Finding Stability as a Single Mother in Switzerland

 Raising two children alone in a foreign country is one of the most challenging and transformative journeys of my life. Living in Switzerland, I strive every day to build stability—for my children and for myself. But life here is not easy.


The language remains a daily hurdle. Even after five years, I still navigate basic conversations with care, often struggling to follow when accents shift or the vocabulary becomes too complex. Integration takes time, and it often feels like I’m constantly catching up.


I’ve also learned to be cautious with friendships. After surviving a deeply damaging relationship with someone showing signs of narcissistic personality disorder, I carry the scars of betrayal and emotional manipulation. Trust doesn’t come easily anymore. The COVID-19 pandemic didn’t help—it created distance where connection was needed most, especially when trying to build new relationships in a foreign land.


Over the years, I’ve faced some of life’s toughest battles: a painful and conflictual separation, exhausting custody and pension disputes, multiple police interventions, and even a traumatic midnight arrest at home following false allegations from my ex-husband.

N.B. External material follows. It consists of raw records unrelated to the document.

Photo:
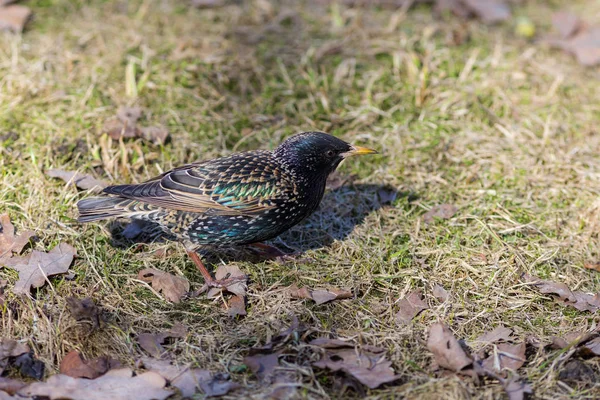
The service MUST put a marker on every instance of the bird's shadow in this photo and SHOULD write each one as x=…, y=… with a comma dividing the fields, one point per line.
x=341, y=210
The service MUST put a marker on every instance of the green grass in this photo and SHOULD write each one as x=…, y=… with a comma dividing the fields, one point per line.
x=503, y=128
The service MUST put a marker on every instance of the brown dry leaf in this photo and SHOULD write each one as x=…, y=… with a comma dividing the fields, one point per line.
x=368, y=365
x=498, y=334
x=336, y=180
x=595, y=265
x=489, y=11
x=387, y=195
x=117, y=384
x=10, y=386
x=155, y=134
x=207, y=3
x=511, y=356
x=3, y=284
x=14, y=17
x=9, y=242
x=226, y=272
x=577, y=37
x=263, y=365
x=75, y=366
x=36, y=267
x=443, y=211
x=237, y=306
x=82, y=181
x=515, y=388
x=125, y=126
x=82, y=309
x=187, y=380
x=319, y=296
x=151, y=342
x=445, y=348
x=577, y=371
x=579, y=300
x=566, y=23
x=410, y=307
x=592, y=347
x=10, y=348
x=172, y=287
x=440, y=293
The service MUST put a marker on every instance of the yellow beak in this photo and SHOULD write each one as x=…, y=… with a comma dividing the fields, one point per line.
x=358, y=151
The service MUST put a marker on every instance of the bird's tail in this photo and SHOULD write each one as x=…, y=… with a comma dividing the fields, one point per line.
x=97, y=208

Add to that the daily challenges of language barriers, limited social integration, and the struggle to access job opportunities, kindergarten, school placements, and—above all—stability.


But through it all, I never gave up.


Today, I can finally say: I’ve made it through. I’ve started working in the field I’m passionate about. It’s not just a job—it’s a symbol of everything I’ve fought for, everything I’ve overcome, and everything I continue to build for my children and myself.


This is just the beginning of a new chapter. And for the first time in a long time, it feels like we’re standing on solid ground.


Every time I succeed—every time I think I’ve finally reached a point of peace or stability—life tests me again. And the strange part? Each new challenge feels even harder than the one before. It’s as if I’m stuck in some kind of cosmic video game, where each level gets more complex, more intense, and more demanding. Just when I feel like I’ve passed a boss fight, a new one appears—stronger, more unpredictable, and often more painful.


Maybe when you read my last post, you thought that was the happy ending. You might have imagined a calm chapter was about to unfold—one filled with security, simplicity, and maybe even joy. But the truth is, there are no fairy tales here. And if there are, they don’t end with “happily ever after.” Not in real life. Not when you’re a single mother, in a foreign country, building a future from the ruins of trauma.


Don’t ever believe that kindness always wins over cruelty. I didn’t mean that. What I meant was: I completed one mission. That particular fire is out. That task is done. And now? Life has handed me a new project—one that will once again demand everything I’ve got, and then some.


But I’ve stopped asking, “Why me?” I’ve started asking, “How can I get through this stronger?” Because life is not about escaping challenges. It’s about transforming through them.


This is not the end of my story—it’s just another page. A new level. A new fight. And I’m still here.